Resumo do dia: cada prata, um sabor

2008-08-21 16:02

Vela festeja reação que levou ao segundo lugar; futebol feminino chora a derrota para as americanas; e vôlei faz história ao passar para a final

 

No quadro de medalhas, o Brasil passou duas semanas com um incômodo zero na coluna das pratas. Nesta quinta, de uma só vez, ganhou duas e já garantiu a terceira. Na água, o gosto é de superação. Na grama, de decepção. Na quadra, ainda é possível trocá-la pelo ouro. 

 

Editoria de Arte/GLOBOESPORTE.COM
Sorrisos na vela, choro no futebol: as pratas do Brasil tiveram sabores diferentes nesta quinta-feira

Quando subimos no segundo degrau do pódio pela primeira vez, chovia bastante em Pequim. Tudo bem, porque Robert Scheidt e Bruno Prada não têm medo de água. Eles tinham começado mal a competição na classe Star, mas confirmaram uma reação fantástica. Na última regata, o desfecho polêmico criou um breve vaivém de medalhas entre Brasil e Suécia. No fim das contas, a prata foi confirmada e a dupla de velejadores fez a festa.

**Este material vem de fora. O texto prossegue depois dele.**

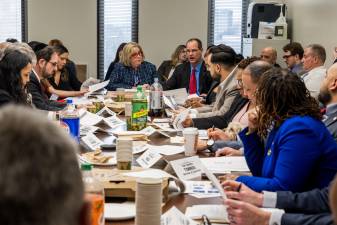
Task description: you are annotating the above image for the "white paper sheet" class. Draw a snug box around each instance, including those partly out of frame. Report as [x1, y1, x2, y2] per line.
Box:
[163, 88, 188, 105]
[170, 156, 203, 181]
[136, 149, 162, 168]
[85, 80, 110, 96]
[185, 205, 228, 222]
[148, 145, 185, 155]
[160, 206, 198, 225]
[80, 111, 104, 126]
[103, 116, 125, 128]
[96, 106, 116, 117]
[80, 126, 99, 136]
[81, 134, 103, 151]
[200, 156, 249, 173]
[183, 180, 220, 198]
[123, 169, 174, 179]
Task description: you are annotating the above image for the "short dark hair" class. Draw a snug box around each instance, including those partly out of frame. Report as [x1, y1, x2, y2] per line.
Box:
[36, 46, 56, 62]
[307, 44, 326, 63]
[53, 45, 69, 55]
[0, 105, 84, 225]
[256, 67, 322, 137]
[186, 38, 202, 50]
[0, 48, 32, 104]
[28, 41, 47, 55]
[246, 60, 273, 83]
[283, 42, 304, 59]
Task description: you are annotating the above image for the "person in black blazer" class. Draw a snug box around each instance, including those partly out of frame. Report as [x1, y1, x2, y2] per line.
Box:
[163, 38, 212, 95]
[27, 46, 66, 111]
[157, 45, 186, 84]
[223, 181, 334, 225]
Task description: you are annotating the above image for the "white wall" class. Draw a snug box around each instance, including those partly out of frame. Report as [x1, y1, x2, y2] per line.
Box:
[27, 0, 97, 77]
[286, 0, 337, 67]
[139, 0, 208, 67]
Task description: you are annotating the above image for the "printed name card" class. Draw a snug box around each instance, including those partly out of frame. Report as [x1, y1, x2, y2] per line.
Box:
[136, 150, 162, 168]
[170, 156, 202, 180]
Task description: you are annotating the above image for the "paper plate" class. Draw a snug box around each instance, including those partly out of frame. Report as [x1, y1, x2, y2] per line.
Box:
[104, 202, 136, 220]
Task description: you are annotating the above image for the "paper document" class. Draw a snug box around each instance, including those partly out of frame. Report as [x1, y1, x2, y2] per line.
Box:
[200, 157, 227, 200]
[103, 116, 125, 128]
[160, 206, 198, 225]
[183, 180, 220, 198]
[136, 149, 162, 168]
[80, 126, 99, 136]
[163, 88, 188, 105]
[200, 156, 249, 173]
[170, 156, 203, 181]
[80, 111, 104, 126]
[147, 145, 185, 155]
[85, 80, 110, 96]
[82, 134, 103, 151]
[185, 205, 228, 223]
[172, 109, 190, 130]
[123, 169, 175, 179]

No futebol feminino, ao contrário, a notícia do segundo lugar veio carregada de muita tristeza. A derrota para os Estados Unidos na prorrogação enterrou o sonho dourado de Marta & Cia. O resultado foi especialmente doloroso porque a seleção verde-amarela bombardeou as americanas nos últimos minutos de um jogo tenso. A camisa 10 olhou para o céu e perguntou:

- O que fiz de errado?

 

  Agência/Reuters 
 
Mari foi o grande nome do jogo contra a China. Agora, ela quer trocar a prata pelo ouro

No vôlei, as meninas não fizeram nada de errado e também garantiram a prata. Só isso já é um feito histórico. Após quatro derrotas seguidas em semifinais olímpicas, a equipe de Zé Roberto ignorou o caldeirão no Ginásio da Capital, atropelou a China e avançou para a final. Agora cabe entregar a medalha prateada às americanas e, finalmente, pendurar o ouro no peito.

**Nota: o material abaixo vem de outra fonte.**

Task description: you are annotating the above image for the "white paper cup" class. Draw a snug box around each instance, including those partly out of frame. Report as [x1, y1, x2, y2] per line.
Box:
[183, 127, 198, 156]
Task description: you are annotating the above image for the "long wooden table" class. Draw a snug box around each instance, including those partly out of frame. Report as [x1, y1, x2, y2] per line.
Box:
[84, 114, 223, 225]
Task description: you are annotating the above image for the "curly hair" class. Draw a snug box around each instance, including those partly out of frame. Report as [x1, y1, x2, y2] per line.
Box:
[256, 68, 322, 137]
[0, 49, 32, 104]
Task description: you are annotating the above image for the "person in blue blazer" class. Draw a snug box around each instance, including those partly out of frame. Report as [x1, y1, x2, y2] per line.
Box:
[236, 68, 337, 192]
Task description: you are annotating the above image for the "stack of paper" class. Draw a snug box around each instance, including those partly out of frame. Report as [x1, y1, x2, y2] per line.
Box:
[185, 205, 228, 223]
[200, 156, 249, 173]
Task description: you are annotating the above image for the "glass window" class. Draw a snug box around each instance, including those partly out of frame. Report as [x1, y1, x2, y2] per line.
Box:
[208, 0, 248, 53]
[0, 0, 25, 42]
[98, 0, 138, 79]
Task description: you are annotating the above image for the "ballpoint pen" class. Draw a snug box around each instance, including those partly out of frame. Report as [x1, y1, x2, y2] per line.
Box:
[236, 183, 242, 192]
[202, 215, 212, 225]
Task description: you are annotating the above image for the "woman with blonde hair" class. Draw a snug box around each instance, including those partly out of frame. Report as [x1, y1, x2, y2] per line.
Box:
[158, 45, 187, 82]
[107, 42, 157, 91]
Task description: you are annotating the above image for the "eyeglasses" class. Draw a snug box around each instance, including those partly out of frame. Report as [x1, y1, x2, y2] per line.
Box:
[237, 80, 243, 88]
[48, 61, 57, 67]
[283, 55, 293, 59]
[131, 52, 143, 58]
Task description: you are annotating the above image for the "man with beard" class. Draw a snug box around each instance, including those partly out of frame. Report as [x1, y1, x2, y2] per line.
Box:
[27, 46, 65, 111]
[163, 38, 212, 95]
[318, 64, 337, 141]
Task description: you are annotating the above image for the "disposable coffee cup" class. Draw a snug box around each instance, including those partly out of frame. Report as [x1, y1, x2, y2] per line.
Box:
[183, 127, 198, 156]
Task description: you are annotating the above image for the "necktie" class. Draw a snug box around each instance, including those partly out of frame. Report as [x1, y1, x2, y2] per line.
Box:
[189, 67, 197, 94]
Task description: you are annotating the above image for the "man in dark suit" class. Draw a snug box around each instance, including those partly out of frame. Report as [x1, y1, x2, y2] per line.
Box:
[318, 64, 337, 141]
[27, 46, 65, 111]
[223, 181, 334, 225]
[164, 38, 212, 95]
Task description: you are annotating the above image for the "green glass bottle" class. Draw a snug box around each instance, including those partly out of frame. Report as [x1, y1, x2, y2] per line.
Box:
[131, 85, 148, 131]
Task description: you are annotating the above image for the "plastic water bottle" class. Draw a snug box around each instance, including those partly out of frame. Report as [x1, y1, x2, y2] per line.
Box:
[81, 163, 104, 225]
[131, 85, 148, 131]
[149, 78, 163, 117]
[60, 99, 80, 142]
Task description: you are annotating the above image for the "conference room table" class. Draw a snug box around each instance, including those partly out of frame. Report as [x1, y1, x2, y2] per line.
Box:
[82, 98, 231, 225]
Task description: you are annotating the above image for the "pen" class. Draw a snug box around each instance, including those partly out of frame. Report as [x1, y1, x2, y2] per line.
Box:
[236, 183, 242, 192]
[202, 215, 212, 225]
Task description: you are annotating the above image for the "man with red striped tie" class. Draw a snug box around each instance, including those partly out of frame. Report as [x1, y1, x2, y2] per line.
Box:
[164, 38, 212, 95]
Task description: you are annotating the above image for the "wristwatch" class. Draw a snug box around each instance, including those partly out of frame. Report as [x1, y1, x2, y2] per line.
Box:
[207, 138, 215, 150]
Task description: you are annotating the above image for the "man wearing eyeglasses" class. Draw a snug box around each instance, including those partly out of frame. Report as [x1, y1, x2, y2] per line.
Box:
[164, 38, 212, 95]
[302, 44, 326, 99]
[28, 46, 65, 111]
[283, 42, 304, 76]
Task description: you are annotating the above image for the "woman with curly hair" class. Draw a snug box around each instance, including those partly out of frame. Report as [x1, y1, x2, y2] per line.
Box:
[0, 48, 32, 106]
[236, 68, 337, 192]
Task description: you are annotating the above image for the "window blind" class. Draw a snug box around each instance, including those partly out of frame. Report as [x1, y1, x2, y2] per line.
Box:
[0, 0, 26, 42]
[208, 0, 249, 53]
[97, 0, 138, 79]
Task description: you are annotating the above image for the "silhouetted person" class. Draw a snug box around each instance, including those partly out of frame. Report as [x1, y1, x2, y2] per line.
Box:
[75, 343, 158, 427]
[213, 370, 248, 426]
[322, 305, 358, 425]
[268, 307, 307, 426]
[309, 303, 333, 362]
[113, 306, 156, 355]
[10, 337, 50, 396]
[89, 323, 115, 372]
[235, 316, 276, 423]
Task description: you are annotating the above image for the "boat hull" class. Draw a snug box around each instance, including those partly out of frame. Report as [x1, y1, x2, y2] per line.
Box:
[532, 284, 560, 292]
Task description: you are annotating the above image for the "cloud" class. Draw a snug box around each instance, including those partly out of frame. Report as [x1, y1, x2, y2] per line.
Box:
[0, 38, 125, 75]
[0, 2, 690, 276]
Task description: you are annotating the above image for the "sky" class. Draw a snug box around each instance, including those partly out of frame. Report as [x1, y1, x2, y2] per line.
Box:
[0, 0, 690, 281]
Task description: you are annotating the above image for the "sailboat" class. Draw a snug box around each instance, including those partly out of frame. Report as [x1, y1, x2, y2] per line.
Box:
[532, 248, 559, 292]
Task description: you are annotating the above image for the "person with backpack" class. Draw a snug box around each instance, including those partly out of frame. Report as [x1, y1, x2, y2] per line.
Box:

As cubanas, que tinham batido o Brasil em duas dessas fatídicas semifinais, não tiveram a mesma sorte em Pequim. Perderam para os Estados Unidos e terão de se contentar, no máximo, com o bronze.

O terceiro lugar, aliás, não é nenhuma vergonha. Teve gente que chegou a Pequim sonhando com o pódio e vai voltar de mãos vazias. É o caso de Jadel Gregório, que parecia meio desanimado no início da competição de salto triplo. Só gritou como o Jadel que a gente conhece na última tentativa, mas já era tarde. Longe de suas melhores marcas, o brasileiro terminou em sexto. 

 

  Agência/AP 
 
Rodrigo Pessoa zerou o percurso no desempate, mas perdeu a medalha no tempo

Hipismo sem medalhas

 

No hipismo, Rodrigo Pessoa também passou em branco. Mais lento que os rivais no desempate, ele ficou em quinto lugar montando Rufus. Constrangimento, na verdade, foi o que aconteceu com Bernardo Alves. Seu cavalo Chupa Chup foi pego no antidoping e eliminado dos Jogos.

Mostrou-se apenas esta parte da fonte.